Health & Medical Heart Diseases

Atrial Fibrillation Stroke 'Tragedy'

Atrial Fibrillation Stroke 'Tragedy'

Atrial Fibrillation Stroke 'Tragedy'


Too Many Strokes in Heart-Rhythm Patients Due to Coumadin Undertreatment

Aug. 28, 2008 -- Far too many people with atrial fibrillation, an abnormal heart rhythm, suffer preventable strokes, a University of Toronto study suggests.

The "tragedy" is that Coumadin, an inexpensive blood thinner, could prevent about half of these strokes, yet few high-risk patients get proper treatment, says neurologist David J. Gladstone, MD, PhD.

"On one hand, we have an extremely effective and cheap medication for stroke prevention -- Coumadin -- yet on the other hand it remains under-used in people who would benefit most from it," Gladstone says in a news release.

Gladstone's team at the University of Toronto's Sunnybrook Health Sciences Center looked at 597 patients with atrial fibrillation who suffered a first stroke. Stroke in atrial fibrillation patients is particularly severe, so it's no surprise that 20% of the patients died and 60% suffered disabling strokes.
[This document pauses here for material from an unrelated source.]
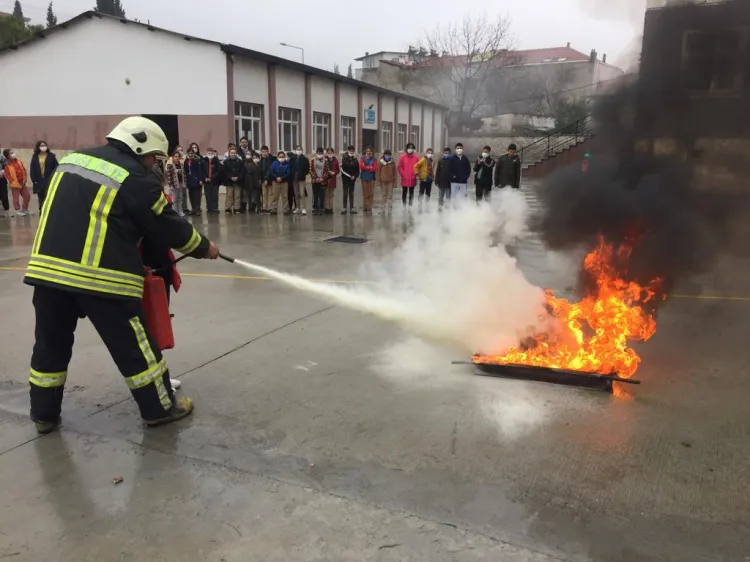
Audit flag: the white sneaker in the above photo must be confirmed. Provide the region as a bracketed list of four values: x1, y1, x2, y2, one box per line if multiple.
[293, 208, 300, 215]
[170, 379, 182, 390]
[16, 210, 26, 217]
[301, 209, 307, 216]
These patients, because of their age, diabetes, or other factors, were at particularly high risk of stroke. All of them should have been taking Coumadin with blood levels of the drug above 2.0 on a blood-thinness scale called the INR.

But only 10% of these stroke patients had an INR this high. Only 40% of these high-risk patients were getting Coumadin, and nearly 30% weren't getting any blood thinner at all.
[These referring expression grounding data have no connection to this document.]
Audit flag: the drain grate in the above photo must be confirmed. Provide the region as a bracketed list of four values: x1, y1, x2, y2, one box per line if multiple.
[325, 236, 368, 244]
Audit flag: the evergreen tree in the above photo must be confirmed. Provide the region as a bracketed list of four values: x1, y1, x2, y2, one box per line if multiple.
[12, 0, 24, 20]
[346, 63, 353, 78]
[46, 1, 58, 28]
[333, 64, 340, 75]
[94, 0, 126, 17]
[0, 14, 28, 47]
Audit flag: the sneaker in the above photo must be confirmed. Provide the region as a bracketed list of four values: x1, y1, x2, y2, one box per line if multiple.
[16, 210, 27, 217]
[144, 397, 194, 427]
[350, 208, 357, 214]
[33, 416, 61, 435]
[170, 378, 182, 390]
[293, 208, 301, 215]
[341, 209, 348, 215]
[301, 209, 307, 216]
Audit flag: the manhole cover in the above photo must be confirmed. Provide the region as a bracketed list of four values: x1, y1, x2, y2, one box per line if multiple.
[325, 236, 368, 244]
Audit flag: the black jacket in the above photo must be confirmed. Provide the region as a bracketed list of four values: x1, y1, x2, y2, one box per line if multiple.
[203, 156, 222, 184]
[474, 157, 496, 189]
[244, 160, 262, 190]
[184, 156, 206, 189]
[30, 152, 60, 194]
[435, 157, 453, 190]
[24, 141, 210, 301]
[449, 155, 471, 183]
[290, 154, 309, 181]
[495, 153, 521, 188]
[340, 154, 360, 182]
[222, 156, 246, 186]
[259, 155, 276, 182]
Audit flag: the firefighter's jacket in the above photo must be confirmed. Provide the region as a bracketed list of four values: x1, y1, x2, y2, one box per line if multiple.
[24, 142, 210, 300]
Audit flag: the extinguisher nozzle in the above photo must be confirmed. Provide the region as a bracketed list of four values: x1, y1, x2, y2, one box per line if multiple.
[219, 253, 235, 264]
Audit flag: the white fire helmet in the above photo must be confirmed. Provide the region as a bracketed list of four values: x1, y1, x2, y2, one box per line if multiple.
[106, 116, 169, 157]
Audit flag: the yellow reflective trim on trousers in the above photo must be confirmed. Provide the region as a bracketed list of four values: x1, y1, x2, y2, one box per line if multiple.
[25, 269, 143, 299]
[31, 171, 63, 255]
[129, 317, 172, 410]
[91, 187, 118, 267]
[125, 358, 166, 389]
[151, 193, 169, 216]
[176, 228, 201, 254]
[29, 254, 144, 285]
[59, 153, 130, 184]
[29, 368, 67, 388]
The finding galls John Worthington, MBBS, of the University of New South Wales in Sydney, Australia.

"As a stroke specialist at two hospitals and a university, it is frustrating to see people disabled or even dying from avoidable stroke," Worthington tells WebMD. "If we were [giving Coumadin to] all the people that should be on this anticoagulant, we would reduce the amount of fatal and disabling stroke by at least 20% and often more. We have a gap between 20 years of compelling evidence about what we should do and what we actually do in treating the high stroke risk in atrial fibrillation."

This happens in the U.S., too, says Leonardo Tamariz, MD, MPH, assistant professor of medicine at the University of Miami Miller School of Medicine. In a soon-to-be-published study, Tamariz and colleagues found that only half of atrial fibrillation patients were taking Coumadin.